O principal objetivo do grupo é levar conhecimento às mulheres que vivem na divisa com o Paraguai e a Bolívia, promovendo o empoderamento, o empreendedorismo e a superação de desigualdades, explica a vereadora Anny Espínola, de Ponta Porã, que assumiu a coordenação do Parlamento Feminino.

“E como faremos isso? Envolvendo os 18 municípios fronteiriços de MS na promoção de audiências públicas, seminários e esclarecimentos. Essa união é fundamental, pois trabalhar na fronteira é muito difícil, já que o agressor passa de um país para o outro e fica impune”, avalia.

“Não podemos mais permitir que isso aconteça. Vamos trabalhar, sempre com apoio das coordenadorias de atendimento à mulher, o acolhimento e a orientação para que na primeira agressão que essa mulher sinta-se fortalecida e segura para denunciar e procurar e independência”, afirma Anny.

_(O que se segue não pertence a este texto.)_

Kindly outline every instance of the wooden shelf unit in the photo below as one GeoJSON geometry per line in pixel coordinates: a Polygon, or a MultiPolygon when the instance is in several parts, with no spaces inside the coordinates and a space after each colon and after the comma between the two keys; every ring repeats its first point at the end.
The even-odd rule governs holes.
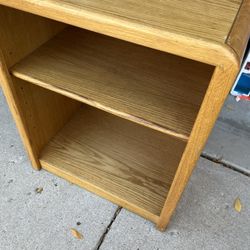
{"type": "Polygon", "coordinates": [[[33,167],[164,230],[239,70],[249,10],[0,0],[0,81],[33,167]]]}

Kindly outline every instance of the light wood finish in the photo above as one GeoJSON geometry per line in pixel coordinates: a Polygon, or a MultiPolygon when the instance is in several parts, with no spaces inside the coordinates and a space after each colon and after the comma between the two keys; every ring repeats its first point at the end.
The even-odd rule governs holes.
{"type": "Polygon", "coordinates": [[[226,43],[233,48],[241,62],[250,38],[250,0],[242,2],[239,14],[226,43]]]}
{"type": "Polygon", "coordinates": [[[216,68],[214,72],[213,79],[209,85],[188,144],[182,155],[161,216],[157,222],[157,227],[162,231],[165,230],[178,204],[237,72],[238,68],[234,65],[225,71],[221,68],[216,68]]]}
{"type": "Polygon", "coordinates": [[[211,65],[236,61],[224,42],[241,0],[110,2],[0,0],[0,4],[211,65]]]}
{"type": "Polygon", "coordinates": [[[51,140],[40,160],[45,169],[58,168],[90,191],[96,186],[101,195],[114,201],[117,197],[117,203],[155,218],[160,215],[185,144],[83,106],[51,140]]]}
{"type": "MultiPolygon", "coordinates": [[[[57,129],[60,129],[65,123],[65,120],[67,120],[67,116],[65,116],[66,111],[63,113],[64,115],[61,116],[61,112],[56,112],[58,109],[53,110],[53,108],[51,108],[50,111],[44,110],[43,118],[46,119],[41,125],[48,125],[48,119],[51,119],[53,111],[54,119],[49,123],[48,130],[46,129],[46,126],[41,128],[40,125],[37,124],[37,114],[33,118],[31,118],[31,114],[38,112],[38,109],[40,110],[46,106],[47,101],[52,104],[51,102],[53,102],[54,98],[49,101],[47,99],[49,95],[47,97],[39,95],[39,98],[35,100],[35,103],[32,101],[32,97],[28,96],[28,94],[25,97],[24,95],[20,96],[20,91],[19,94],[17,93],[18,89],[16,89],[17,85],[15,84],[15,79],[12,79],[9,75],[8,67],[11,67],[20,59],[27,56],[41,44],[53,37],[57,32],[60,32],[64,27],[65,24],[35,16],[30,13],[10,9],[5,6],[0,6],[0,48],[2,51],[0,52],[0,82],[31,159],[32,166],[35,169],[40,169],[40,163],[38,161],[39,150],[47,140],[49,140],[49,136],[52,134],[52,127],[54,126],[55,133],[57,132],[57,129]],[[40,103],[40,105],[38,105],[38,103],[40,103]],[[36,107],[37,110],[34,110],[33,107],[36,107]],[[47,111],[48,115],[46,116],[45,113],[47,111]],[[30,116],[28,117],[27,114],[30,114],[30,116]],[[58,118],[62,123],[61,126],[60,121],[57,121],[56,114],[60,117],[58,118]],[[64,122],[62,122],[63,117],[65,117],[64,122]],[[37,129],[35,129],[35,127],[37,129]],[[47,136],[45,136],[45,133],[40,134],[39,129],[44,131],[47,130],[47,136]],[[33,132],[31,132],[31,130],[33,130],[33,132]],[[42,136],[43,139],[41,139],[42,136]]],[[[41,93],[44,93],[44,91],[41,93]]],[[[54,94],[54,96],[56,96],[56,94],[54,94]]],[[[65,100],[67,98],[60,97],[60,100],[62,99],[65,100]]],[[[55,101],[55,103],[58,104],[58,101],[55,101]]],[[[69,102],[69,106],[71,106],[71,103],[72,101],[69,102]]],[[[65,106],[66,101],[62,102],[61,105],[65,106]]],[[[52,105],[52,107],[53,106],[54,105],[52,105]]],[[[58,107],[58,105],[56,107],[58,107]]],[[[68,110],[69,112],[72,111],[71,107],[65,108],[65,110],[68,110]]]]}
{"type": "MultiPolygon", "coordinates": [[[[239,70],[249,36],[249,0],[0,0],[0,4],[158,50],[70,29],[70,32],[81,33],[75,41],[60,38],[63,34],[69,34],[69,31],[65,31],[34,54],[28,55],[61,31],[64,25],[0,7],[0,11],[4,12],[0,13],[0,46],[3,50],[0,79],[33,164],[39,168],[41,161],[43,168],[154,221],[160,230],[164,230],[239,70]],[[11,18],[4,18],[6,15],[11,18]],[[37,24],[27,21],[36,18],[39,20],[37,24]],[[54,26],[52,30],[50,23],[54,26]],[[15,32],[18,34],[12,34],[15,32]],[[5,33],[7,35],[3,38],[5,33]],[[19,41],[23,42],[20,49],[19,41]],[[73,48],[73,45],[76,47],[73,48]],[[133,48],[133,54],[128,53],[129,48],[133,48]],[[8,54],[12,49],[20,50],[14,58],[8,54]],[[84,51],[84,57],[81,51],[84,51]],[[20,62],[24,57],[24,61],[20,62]],[[22,106],[25,105],[22,103],[25,100],[22,99],[26,98],[32,103],[37,99],[32,98],[33,91],[38,97],[40,90],[34,85],[28,87],[24,97],[19,92],[17,95],[18,84],[9,75],[16,63],[13,74],[20,78],[148,127],[87,106],[76,111],[73,120],[67,122],[79,104],[68,99],[66,101],[64,97],[62,108],[65,102],[72,104],[67,107],[69,111],[65,116],[62,114],[65,119],[60,120],[58,115],[55,118],[58,119],[55,121],[56,129],[49,130],[44,140],[42,132],[37,140],[40,146],[35,146],[33,140],[36,138],[30,137],[29,126],[39,115],[32,110],[34,119],[29,119],[30,111],[23,113],[22,106]],[[86,65],[88,70],[84,67],[86,65]],[[177,70],[179,65],[185,66],[185,70],[177,70]],[[213,76],[207,87],[212,69],[213,76]],[[45,74],[46,70],[51,75],[45,74]],[[94,74],[91,74],[91,70],[94,74]],[[88,76],[88,81],[83,77],[83,72],[88,76]],[[80,78],[85,80],[79,81],[80,78]],[[111,81],[109,85],[110,81],[107,80],[111,79],[116,80],[116,84],[111,81]],[[122,87],[125,82],[126,91],[122,87]],[[183,86],[188,90],[181,88],[183,86]],[[110,95],[107,95],[107,90],[110,95]],[[151,94],[148,98],[143,91],[160,98],[151,99],[151,94]],[[177,94],[176,98],[170,91],[177,94]],[[87,93],[87,96],[83,93],[87,93]],[[122,98],[124,95],[125,98],[122,98]],[[189,100],[190,97],[195,99],[189,100]],[[136,100],[142,101],[140,105],[136,100]],[[151,100],[154,102],[150,103],[151,100]],[[154,107],[151,111],[160,109],[161,112],[148,112],[147,105],[141,109],[145,102],[154,107]],[[138,107],[141,117],[135,114],[138,107]],[[164,108],[166,110],[163,112],[164,108]],[[146,124],[145,121],[151,123],[146,124]],[[57,130],[66,123],[66,127],[56,135],[57,130]],[[163,126],[166,126],[165,130],[159,129],[163,126]],[[50,139],[53,134],[55,137],[50,139]],[[46,141],[49,143],[39,161],[37,150],[41,150],[46,141]],[[114,143],[118,150],[114,146],[107,146],[114,143]]],[[[53,97],[53,94],[47,92],[44,99],[46,96],[53,97]]],[[[57,96],[55,102],[60,98],[57,96]]],[[[38,109],[42,108],[42,101],[36,104],[38,109]]],[[[53,105],[49,101],[48,106],[53,105]]],[[[59,112],[60,105],[55,107],[59,112]]],[[[49,118],[52,113],[48,112],[49,118]]],[[[46,116],[42,112],[39,119],[47,119],[46,116]]],[[[46,121],[43,125],[50,128],[46,121]]]]}
{"type": "Polygon", "coordinates": [[[29,155],[32,166],[39,170],[40,163],[38,157],[34,152],[31,140],[28,135],[27,128],[25,127],[24,117],[20,108],[20,104],[16,95],[15,87],[13,85],[11,76],[9,75],[7,65],[5,64],[4,56],[0,49],[0,82],[3,89],[4,95],[6,97],[10,111],[15,119],[18,131],[23,140],[26,151],[29,155]]]}
{"type": "Polygon", "coordinates": [[[65,24],[0,5],[0,48],[11,67],[60,32],[65,24]]]}
{"type": "Polygon", "coordinates": [[[11,70],[18,78],[182,139],[191,133],[212,71],[77,28],[68,28],[11,70]]]}
{"type": "Polygon", "coordinates": [[[81,104],[20,79],[13,78],[13,82],[33,150],[38,156],[81,104]]]}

Vereadora Anny Espínola, de Ponta Porã, coordenará o Parlamento Feminino da Fronteira.

Formação

Formado com apoio da Secretaria de Estado de Governo e Gestão Estratégica (Segov), por meio da Subsecretaria Especial de Cidadania e da Subsecretaria de Políticas Públicas para Mulheres, o Parlamento Feminino da Fronteira tem representatividade de 18 municípios.

São eles: Amambai, Antônio João, Aral Moreira, Bela Vista, Caracol, Coronel Sapucaia, Corumbá, Eldorado, Iguatemi, Japorã, Ladário, Laguna Carapã, Mundo Novo, Paranhos, Ponta Porã, Porto Murtinho, Sete Quedas e Tacuru.

MS referência

Políticas públicas de combate à violência contra as mulheres fronteiriças, elaboradas pelo Governo de Mato Grosso do Sul, serão replicadas em municípios do Paraná, Santa Catarina e Rio Grande do Sul – estados que integram o Conselho de Desenvolvimento e Integração Sul (Codesul).

Conforme a subsecretária Especial de Cidadania, Luciana Azambuja, a medida é compromisso do Governo de MS dentro do bloco econômico. “Formamos o grupo de trabalho MS Fronteiras com o objetivo de construir políticas públicas buscando o desenvolvimento econômico e social das mulheres fronteiriças”, diz.

Nesse cenário, MS desenvolve o projeto piloto que será replicado em todas as cidades fronteiriças dos estados do Codesul. “Essas políticas públicas para superação das desigualdades e o enfrentamento à violência serão aplicadas de Corumbá ao Chuí, no extremo sul do Rio Grande do Sul”, explica.